Don Hutt

No. 81
- Position: Wide receiver

Personal information
- Born: November 24, 1952 Logan, Utah, U.S.
- Died: March 23, 2015 (aged 62) Boise, Idaho, U.S.
- Listed height: 6 ft 1 in (1.85 m)
- Listed weight: 195 lb (88 kg)

Career information
- College: Boise State
- NFL draft: 1974: 9th round, 213th overall pick

Career history
- The Hawaiians (1974); Hamilton Tiger-Cats (1975)*;
- * Offseason and/or practice squad member only

Awards and highlights
- First-team Little All-American (1973);

= Don Hutt =

American football player (1952–2015)

Donald Oorval Hutt (November 24, 1952 – March 23, 2015) was an American football wide receiver who played college football for Boise State, and professional football in the World Football League (WFL) for The Hawaiians.

==Biography==
A native of Logan, Utah, Hutt played college football at Boise State from 1971 to 1973. As a senior in 1973, he caught 93 passes and ranked first among college division receivers. On November 24, 1973, Hutt set Boise State's single-game records with 15 receptions for 237 yards against UC Davis. He was selected as the first-team wide receiver on the 1973 Little All-America college football team. He was also named to the All-Big Sky first team three consecutive years from 1971 to 1973. He was also selected as the Idaho amateur athlete of the year in March 1974.
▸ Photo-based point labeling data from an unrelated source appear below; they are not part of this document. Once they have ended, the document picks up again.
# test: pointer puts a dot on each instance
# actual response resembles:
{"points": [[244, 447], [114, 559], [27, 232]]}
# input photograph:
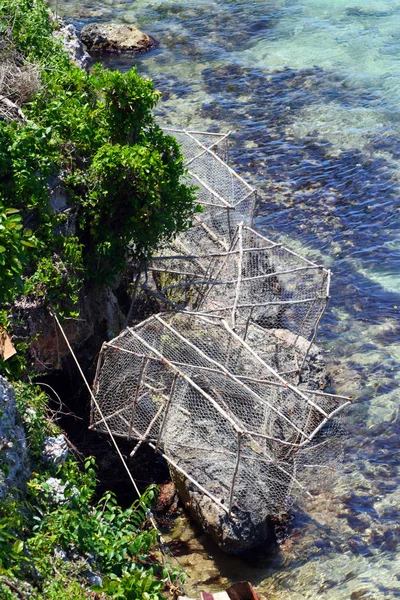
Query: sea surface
{"points": [[311, 91]]}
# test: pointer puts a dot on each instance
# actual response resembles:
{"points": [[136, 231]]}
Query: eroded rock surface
{"points": [[73, 45], [116, 38], [14, 460], [234, 536]]}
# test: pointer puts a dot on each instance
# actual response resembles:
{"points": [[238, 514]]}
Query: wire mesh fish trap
{"points": [[270, 296], [226, 197], [192, 389], [194, 143]]}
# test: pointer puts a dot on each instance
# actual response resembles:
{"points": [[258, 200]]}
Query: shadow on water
{"points": [[324, 152]]}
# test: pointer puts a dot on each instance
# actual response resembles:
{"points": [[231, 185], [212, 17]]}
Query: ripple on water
{"points": [[311, 90]]}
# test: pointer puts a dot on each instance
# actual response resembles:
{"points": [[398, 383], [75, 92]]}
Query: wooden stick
{"points": [[143, 367], [239, 442], [186, 378], [275, 374], [171, 394], [146, 433], [239, 275], [225, 372]]}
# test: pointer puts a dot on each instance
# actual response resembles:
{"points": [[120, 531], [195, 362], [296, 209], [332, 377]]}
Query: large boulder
{"points": [[72, 44], [14, 460], [116, 38], [243, 532]]}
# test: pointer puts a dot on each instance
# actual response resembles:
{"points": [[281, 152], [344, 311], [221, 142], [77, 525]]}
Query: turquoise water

Hutt was drafted by the Los Angeles Rams in the ninth round of the 1974 NFL draft but instead signed with The Hawaiians of the newly-formed WFL. He caught 11 passes for 104 yards with The Hawaiians. In May 1975, Hutt signed with the Hamilton Tiger-Cats of the Canadian Football League.

In 1976, Hutt returned to Boise State as a student assistant working with the receivers. Hutt died in March 2015.